The transition is an important time because it allows a mayor-elect to think about the culture of his office, according to Kramer.
"For the mayor and his staff, what does that look like for us?" she said. "Every one of our city leaders has approached that somewhat differently."
And style may be the first hint as to what Angelenos can expect from Mayor Garcetti. He didn’t give any major policy talks during the transition, and his only personnel announcement was the selection of Ana Guerrero as his chief of staff. That’s a contrast to Villaraigosa, who stocked his transition team with big names and made high-profile appearances throughout the city.
"Eric Garcetti is very low key, would not like a larger-than-life event and, of course, this is what we’re seeing," said Jaime Regalado, emeritus professor of political science at Cal State L.A.
Even after July 1, a Garcetti advisor says it could be weeks – maybe even months – before Angelenos see major policy announcements from the mayor’s office. But that doesn’t mean there won’t be things to look for in Garcetti’s first 100 days or so in office.
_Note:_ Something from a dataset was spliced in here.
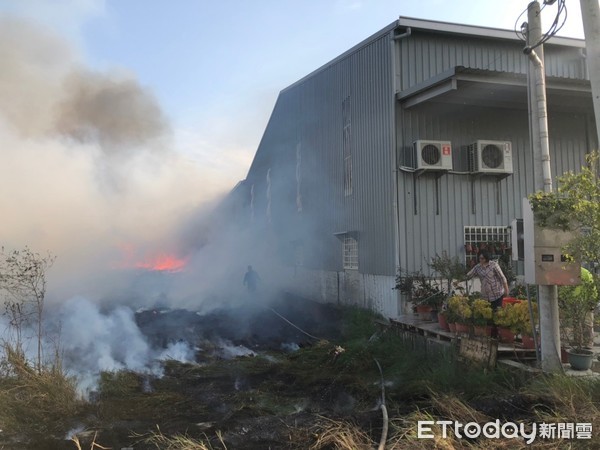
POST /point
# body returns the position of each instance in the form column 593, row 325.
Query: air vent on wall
column 433, row 155
column 494, row 157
"We will have a feel for his priorities," Regalado said. "What he’s going to be doing, how much of a manager indeed he intends to be, at least for his first year or two. And then his selections for people to fill major commission appointments."
Rich Llewellyn is heading the Garcetti transition team. He says Angelenos are helping set the new mayor’s priorities, by focusing on jobs. The new mayor will have the advantage of a healthy city budget and an improving local economy. While there will be enormous demands on Garcetti's time and attention in just a few days, Llewellyn said he’s not making any hasty decisions.
"We talked to the people who were involved in the Riordan, Hahn and Villaraigosa transitions, and one of the things they all said to us was, do not try to do everything by July 1," Llewellyn said. "You will make mistakes by doing things too fast. Better to be careful than speedy."
Llewellyn has known the mayor-elect since his father was district attorney. He says the two men share a similar style:
"One, they are truly decent people. They are collaborative and listeners and — something that isn’t always apparent, because they’re sort of nice guys who try to work with you — [they have] absolute backbones of steel."
Eric Garcetti's inauguration is set for 6 p.m. on Sunday.